Bir ustaya şükran... Satıcının Ölümü bir büyük aile trajedisi idiyse, Miller'ın 1953'te yazdığı Cadı Kazanı büyük Amerikan siyasi trajedisi sayılır. Türkiye'de oynatılırken Atatürk Kültür Merkezi'nin yandığı ya da yakıldığı bu piyesi o dönemde yazmak yürek de gerektiriyordu. Anti-komünizmin histeri boyutlarında yaşandığı 1950'lerin başında Miller, 17. yüzyılda yaşanan ve pek çok kadının yakılmasıyla sonuçlanan cadı avına döndü. O dönemdeki histerinin hikayesini oyunlaştırarak ve sıradan insanların o girdaba nasıl kapıldıklarını anlatarak McCarthy baskıcılığı karşısında kendi duruşunu netleştiriyordu. Bugün ABD'de veya başka yerlerde yaşananlar çerçevesinde oyunun evrensel anlamını koruduğuna şüphe yok. "Kendisini başkalarına benzetecek kaçınılmaz yarayı davet eden" bir mükemmellik örneği ve "hayatta tanıdığım en kederli kız" diye tanımladığı Marilyn Monroe ile kötü biten ve içinde dinmeyen bir öfke bırakan bir evlilik yaptı. Monroe ile evlendiği yıl Kongre'nin Amerika Karşıtı Eylemler Komisyonu'nun sorgulamasında tanıdığı komünistlerin/solcuların ismini vermeyi reddetti.

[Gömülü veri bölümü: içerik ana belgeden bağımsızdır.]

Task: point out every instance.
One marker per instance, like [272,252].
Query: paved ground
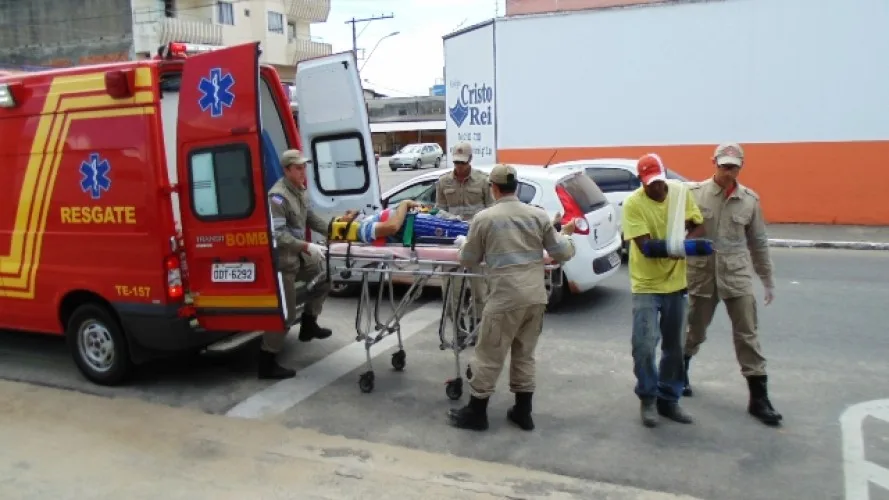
[824,336]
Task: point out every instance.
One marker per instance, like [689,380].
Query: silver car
[416,155]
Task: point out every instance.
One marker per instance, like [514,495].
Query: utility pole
[354,22]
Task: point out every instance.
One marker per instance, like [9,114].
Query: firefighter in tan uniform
[733,219]
[298,260]
[510,238]
[463,192]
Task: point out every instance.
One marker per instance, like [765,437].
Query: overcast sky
[408,63]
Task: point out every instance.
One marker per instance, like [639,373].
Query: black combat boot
[520,414]
[759,405]
[309,329]
[686,391]
[673,411]
[473,416]
[270,369]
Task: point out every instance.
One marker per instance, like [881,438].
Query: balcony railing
[191,31]
[307,49]
[313,11]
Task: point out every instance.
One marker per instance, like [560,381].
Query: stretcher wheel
[454,389]
[365,382]
[399,360]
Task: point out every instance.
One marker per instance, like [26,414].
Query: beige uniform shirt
[510,238]
[290,217]
[464,199]
[736,226]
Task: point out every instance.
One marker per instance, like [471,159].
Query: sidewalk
[61,444]
[825,236]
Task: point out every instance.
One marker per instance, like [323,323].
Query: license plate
[241,272]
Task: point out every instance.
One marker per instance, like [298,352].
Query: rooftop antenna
[551,158]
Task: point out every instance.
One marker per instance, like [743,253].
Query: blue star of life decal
[216,92]
[95,176]
[459,113]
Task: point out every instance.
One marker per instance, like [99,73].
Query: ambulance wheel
[98,345]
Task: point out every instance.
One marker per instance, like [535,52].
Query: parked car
[416,155]
[570,193]
[616,177]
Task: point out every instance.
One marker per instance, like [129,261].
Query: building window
[221,182]
[225,12]
[276,22]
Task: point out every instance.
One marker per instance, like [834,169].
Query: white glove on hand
[315,250]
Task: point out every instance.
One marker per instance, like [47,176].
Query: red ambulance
[134,218]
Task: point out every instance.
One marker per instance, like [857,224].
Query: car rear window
[585,192]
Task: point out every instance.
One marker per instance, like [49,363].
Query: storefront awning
[407,126]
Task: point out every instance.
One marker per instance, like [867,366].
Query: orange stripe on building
[815,182]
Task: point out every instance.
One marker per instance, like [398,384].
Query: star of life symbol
[95,176]
[216,92]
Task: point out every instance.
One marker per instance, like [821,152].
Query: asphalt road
[824,338]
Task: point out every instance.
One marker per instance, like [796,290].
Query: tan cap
[462,152]
[293,157]
[502,174]
[729,153]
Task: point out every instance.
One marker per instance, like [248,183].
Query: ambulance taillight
[7,99]
[173,267]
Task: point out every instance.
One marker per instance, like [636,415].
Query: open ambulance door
[335,133]
[229,261]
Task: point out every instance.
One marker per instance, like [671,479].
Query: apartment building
[283,27]
[38,33]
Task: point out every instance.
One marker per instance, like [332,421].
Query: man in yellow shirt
[660,293]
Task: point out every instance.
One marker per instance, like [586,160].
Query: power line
[354,22]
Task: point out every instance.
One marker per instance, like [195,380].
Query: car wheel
[98,345]
[344,289]
[557,294]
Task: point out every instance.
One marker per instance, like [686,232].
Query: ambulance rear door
[335,132]
[225,215]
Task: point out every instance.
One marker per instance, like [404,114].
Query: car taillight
[572,211]
[174,278]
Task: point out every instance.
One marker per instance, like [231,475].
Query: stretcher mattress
[398,251]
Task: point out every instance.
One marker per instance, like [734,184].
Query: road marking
[860,472]
[281,396]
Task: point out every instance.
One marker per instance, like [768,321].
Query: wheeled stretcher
[418,257]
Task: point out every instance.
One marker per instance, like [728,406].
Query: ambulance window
[340,164]
[221,182]
[271,118]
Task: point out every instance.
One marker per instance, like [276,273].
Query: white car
[616,177]
[572,194]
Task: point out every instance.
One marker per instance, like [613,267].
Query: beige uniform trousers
[742,313]
[311,266]
[514,332]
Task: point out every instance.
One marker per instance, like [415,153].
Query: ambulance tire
[105,325]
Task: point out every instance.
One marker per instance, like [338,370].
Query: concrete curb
[846,245]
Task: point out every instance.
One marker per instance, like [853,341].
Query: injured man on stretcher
[388,225]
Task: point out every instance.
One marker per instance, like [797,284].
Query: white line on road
[859,471]
[281,396]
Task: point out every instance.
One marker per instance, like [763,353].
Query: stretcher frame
[371,328]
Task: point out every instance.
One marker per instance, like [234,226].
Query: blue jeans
[659,317]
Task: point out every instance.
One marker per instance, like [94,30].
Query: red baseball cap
[650,168]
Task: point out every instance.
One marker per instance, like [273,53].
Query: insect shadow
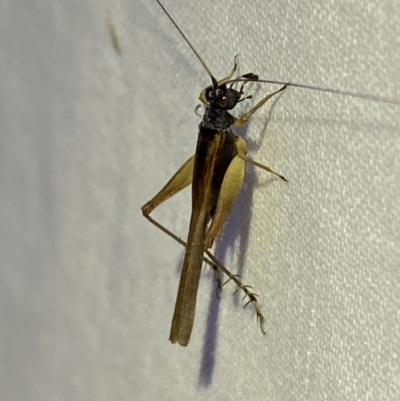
[235,233]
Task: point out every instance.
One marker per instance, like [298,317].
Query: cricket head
[224,96]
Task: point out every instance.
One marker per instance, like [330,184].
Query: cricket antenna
[335,91]
[214,81]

Bir zamanlar içtiği su ayrı gitmeyen, oyunlarının yönetmeni Monroe'yu elinden aldığı Elia Kazan ile de yolları o dönemde ayrıldı. Kendisiyle yapılan son mülakatta tümüyle unutulacağına inandığını söyleyen Miller gene de "hissettiklerini yazan adam olarak hatırlanmak isterim" demişti. Miller'i ebediyete yolcu ederken hafızama nakşettikleri karakterler nedeniyle sıra dışı bir yeteneği alkolle tüketen Yıldırım Önal'ı da rahmetle anmak, Türkiye'de gerçek değerini ne ölçüde idrak ettiğimiz kuşkulu Müşfik Kenter'e de şükran ve saygılarımı sunmak isterim.